Qui ne voyait à ce moment le danger du pauvre artiste?... Entrons dans cette humble et glorieuse maison (rue de l'Ancienne-Comédie, près la rue Dauphine). Au premier, demeurait Fréron. Au second, Camille Desmoulins et sa charmante Lucile. Leurs amis, terrifiés, venaient les prier, les avertir, les arrêter, leur montrer l'abîme. Un homme, nullement timide, le général Brune, familier de la maison, était un matin chez eux, et conseillait la prudence. Camille fit déjeuner Brune, et, sans nier qu'il eût raison, tenta de le convertir. «Edamus et bibamus, dit-il en latin à Brune, pour n'être entendu de Lucile; cras enim moriemur.» Il parla néanmoins de son dévouement et de sa résolution d'une manière si touchante, que Lucile courut l'embrasser. «Laissez-le, dit-elle, laissez-le, qu'il remplisse sa mission: c'est lui qui sauvera la France... Ceux qui pensent autrement n'auront pas de mon chocolat.»

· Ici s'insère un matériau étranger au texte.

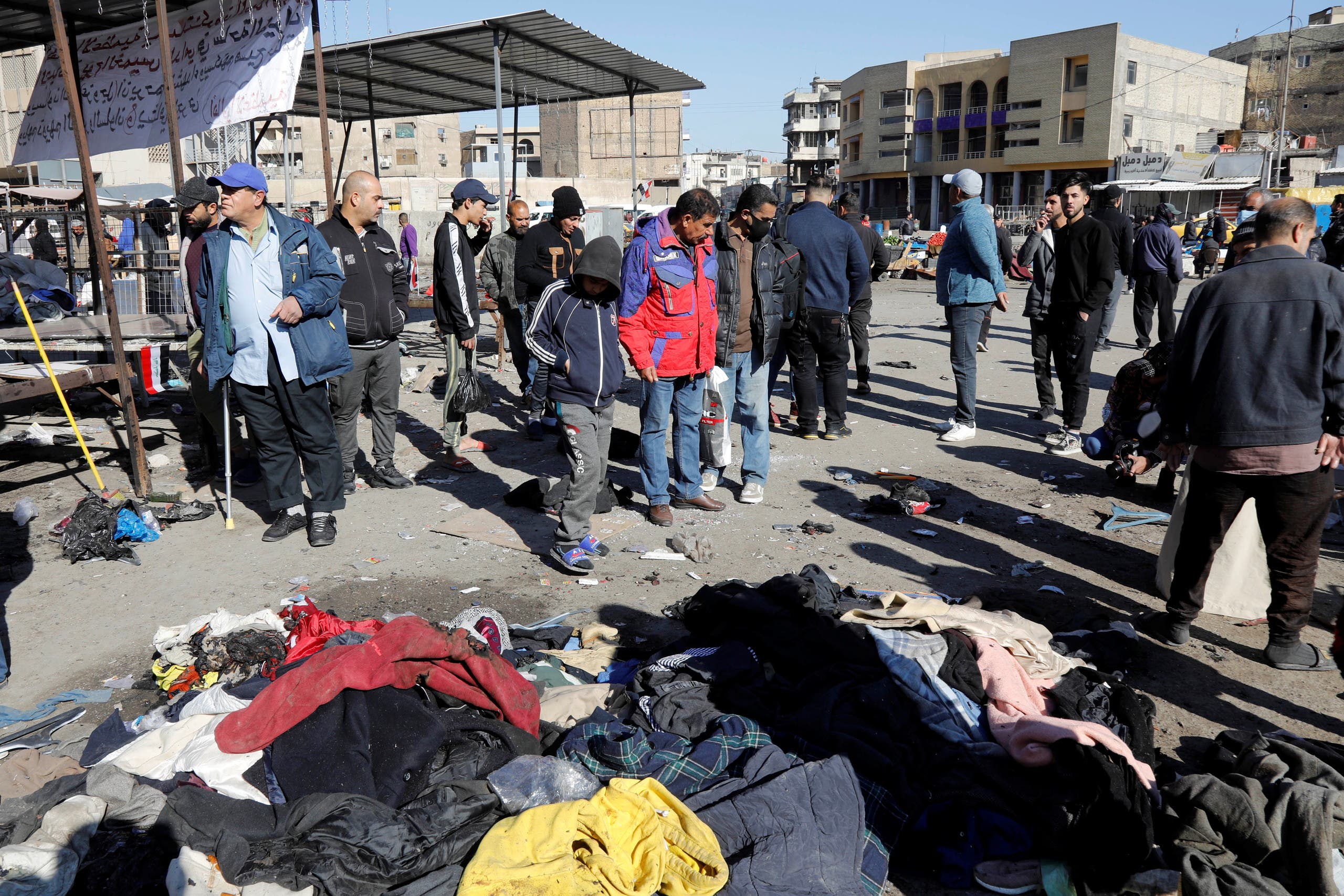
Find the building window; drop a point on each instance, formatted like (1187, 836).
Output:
(896, 99)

Fréron, l'ami de Camille, l'admirateur passionné de sa femme, venait d'écrire la part qu'il avait eue à la prise de Toulon, et comment il avait monté aux batteries l'épée à la main. Je croirais très-volontiers que Camille désira d'autant plus s'honorer aux yeux de Lucile. Il n'était qu'un grand écrivain. Il voulut être un héros.
Le septième numéro du Vieux Cordelier, si hardi contre les deux Comités gouvernants, le huitième contre Robespierre (publié en 1836), perdirent Camille et le firent envelopper dans le procès de Danton.

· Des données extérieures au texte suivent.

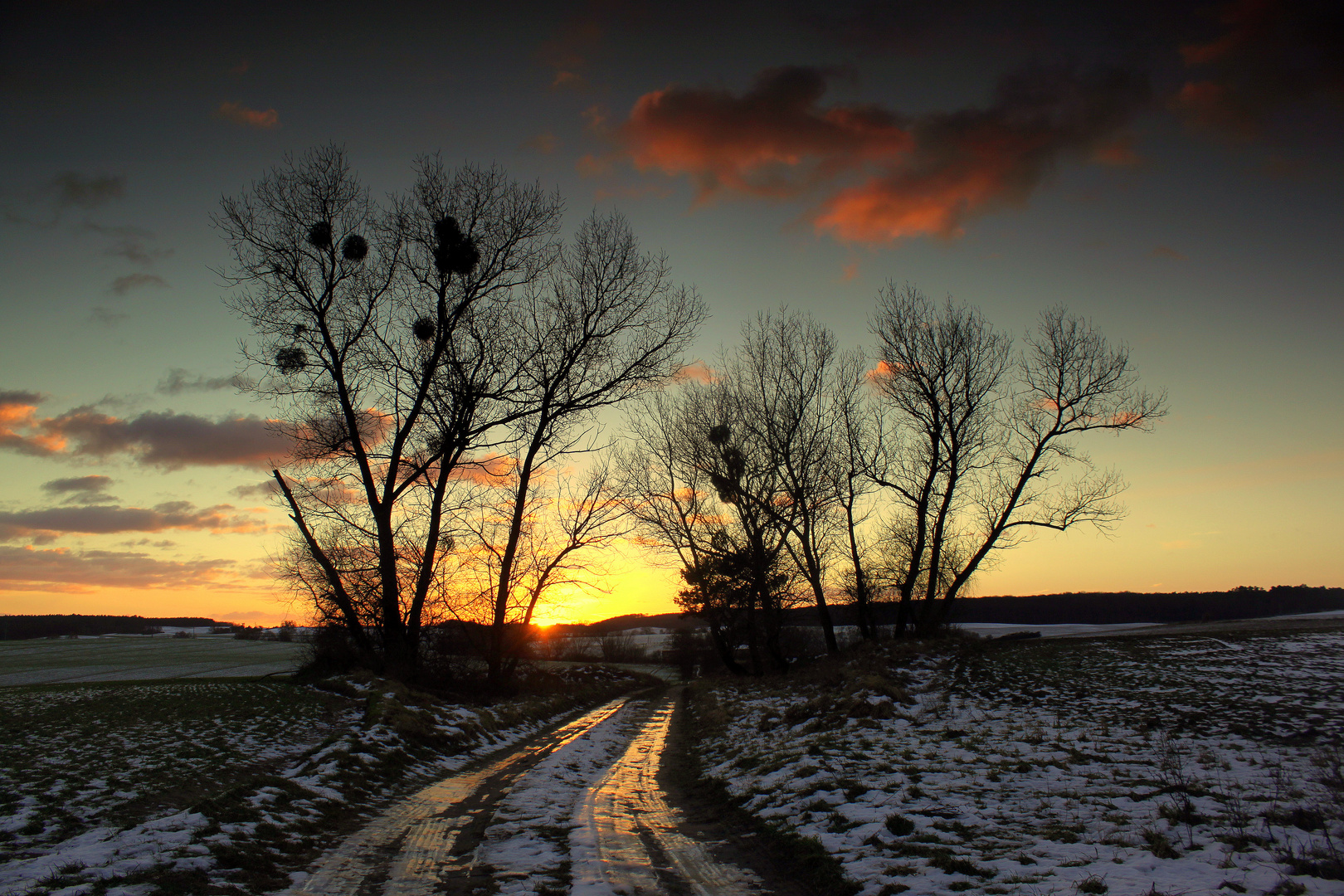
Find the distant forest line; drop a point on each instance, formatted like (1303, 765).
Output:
(1092, 607)
(21, 627)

La vive émotion qu'excita le procès, la foule incroyable qui entoura le Palais de Justice dans une disposition favorable aux accusés, faisaient croire que, si les prisonniers du Luxembourg parvenaient à sortir, ils pourraient entraîner le peuple. Mais la prison brise l'homme; aucun n'avait d'armes, et presque aucun de courage.
Une femme leur en donna. La jeune femme de Desmoulins errait, éperdue de douleur, autour de ce Luxembourg. Camille était là, collé aux barreaux, la suivant des yeux, écrivant les choses les plus navrantes qui jamais ont percé le cœur de l'homme. Elle aussi s'apercevait, à cet horrible moment, qu'elle aimait violemment son mari. Jeune et brillante, elle avait pu voir avec plaisir l'hommage des militaires, celui du général Dillon, celui de Fréron. Fréron était à Paris, et n'osa rien faire pour eux. Dillon était au Luxembourg, buvant en vrai Irlandais et jouant aux cartes avec le premier venu.

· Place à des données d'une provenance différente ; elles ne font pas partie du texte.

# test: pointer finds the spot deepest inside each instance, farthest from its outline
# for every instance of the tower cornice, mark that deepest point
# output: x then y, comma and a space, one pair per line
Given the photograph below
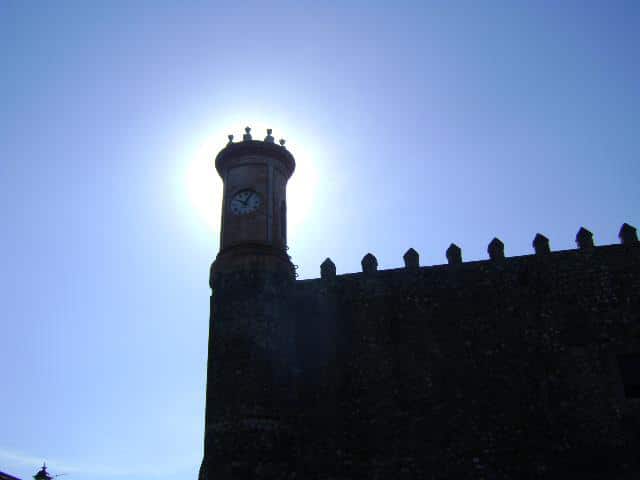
237, 150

Camille s'était perdu pour la France et pour Lucile.
Elle aussi se perdit pour lui.
Le premier jour, elle s'était adressée au cœur de Robespierre. On avait cru autrefois que Robespierre l'épouserait. Elle rappelait dans sa lettre qu'il avait été le témoin de leur mariage, qu'il était leur premier ami, que Camille n'avait rien fait que travailler à sa gloire, ajoutant ce mot d'une femme qui se sent jeune, charmante, regrettable, qui sent sa vie précieuse: «Tu vas nous tuer tous deux; le frapper, c'est me tuer, moi.»
Nulle réponse.
Elle écrivit à son admirateur Dillon: «On parle de refaire Septembre... Serait-il d'un homme de cœur de ne pas au moins défendre ses jours?»
Les prisonniers rougirent de cette leçon d'une femme, et se résolurent d'agir. Il paraît toutefois qu'ils ne voulaient commencer qu'après Lucile, lorsque, d'abord, se jetant au milieu du peuple, elle aurait ameuté la foule.
Dillon, brave, parleur, indiscret, tout d'abord en jouant aux cartes avec un certain Laflotte, entre deux vins, lui conta toute l'affaire. Laflotte l'écouta et le fit parler. Laflotte était républicain; mais là, enfermé, sans issue, sans espoir, il fut horriblement tenté. Il ne dénonça pas le soir (5 avril), attendit toute la nuit, hésitant encore peut-être. Le matin, il livra son âme, en échange de sa vie, vendit son honneur, dit tout. C'est avec cette arme indigne qu'on égorgea Danton, Camille Desmoulins, et, quelques jours après, Lucile, et plusieurs prisonniers du Luxembourg, tous étrangers à l'affaire, et qui ne se connaissaient même pas.